Department of Neurosurgery, Diller Cancer Research Building, University of California at San Francisco (UCSF), San Francisco, CA, USA.
Autophagy. 2012 Jun;8(6):979-81. doi: 10.4161/auto.20232. Epub 2012 Jun 1.
While anti-angiogenic therapy was initially greeted enthusiastically by the cancer community, initial successes with this therapeutic modality were tempered by the failure of angiogenesis inhibitors to produce sustained clinical responses in most patients, with resistance to the inhibitors frequently developing. We recently reported that hypoxia increases after the devascularization caused by anti-angiogenic therapy, consistent with the goals of these therapies, but that some tumor cells become resistant and survive the hypoxic insult elicited by anti-angiogenic therapy through autophagy by activating both AMPK and HIF1A pathways. These findings suggest that modulating the autophagy pathway may someday allow anti-angiogenic therapy to fulfill its therapeutic potential. However, further work will clearly be needed to develop more potent and specific autophagy inhibitors and to better understand the regulators of autophagy in malignant cells.

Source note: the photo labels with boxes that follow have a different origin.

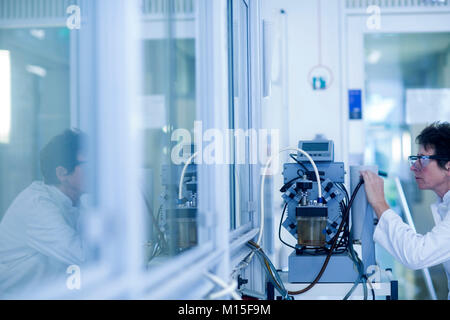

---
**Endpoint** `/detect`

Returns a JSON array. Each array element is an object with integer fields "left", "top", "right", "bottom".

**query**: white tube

[{"left": 256, "top": 147, "right": 322, "bottom": 245}]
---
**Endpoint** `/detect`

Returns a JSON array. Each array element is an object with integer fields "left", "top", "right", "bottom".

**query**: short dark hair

[
  {"left": 40, "top": 130, "right": 84, "bottom": 185},
  {"left": 416, "top": 121, "right": 450, "bottom": 169}
]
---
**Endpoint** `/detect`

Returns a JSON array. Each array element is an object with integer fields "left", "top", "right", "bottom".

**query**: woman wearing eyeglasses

[{"left": 361, "top": 122, "right": 450, "bottom": 300}]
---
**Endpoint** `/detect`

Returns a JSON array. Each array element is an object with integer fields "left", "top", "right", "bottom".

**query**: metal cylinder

[{"left": 297, "top": 217, "right": 327, "bottom": 247}]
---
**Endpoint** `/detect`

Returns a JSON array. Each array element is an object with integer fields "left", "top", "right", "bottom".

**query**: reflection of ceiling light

虽然抗血管生成治疗最初受到癌症学界的热烈欢迎,但这种治疗方式的初步成功因血管抑制剂在大多数患者中未能产生持续的临床反应而受到影响,而抑制剂的耐药性经常出现。我们最近报道称,抗血管生成治疗引起的血管缺血后,肿瘤组织中的缺氧增加,这与这些治疗方法的目标一致,但一些肿瘤细胞通过自噬对缺氧损伤产生抵抗并存活下来,自噬通过激活 AMPK 和 HIF1A 通路。这些发现表明,调节自噬途径可能有一天使抗血管生成治疗能够发挥其治疗潜力。然而,显然需要进一步的工作来开发更有效和更特异的自噬抑制剂,并更好地理解恶性细胞中自噬的调节因子。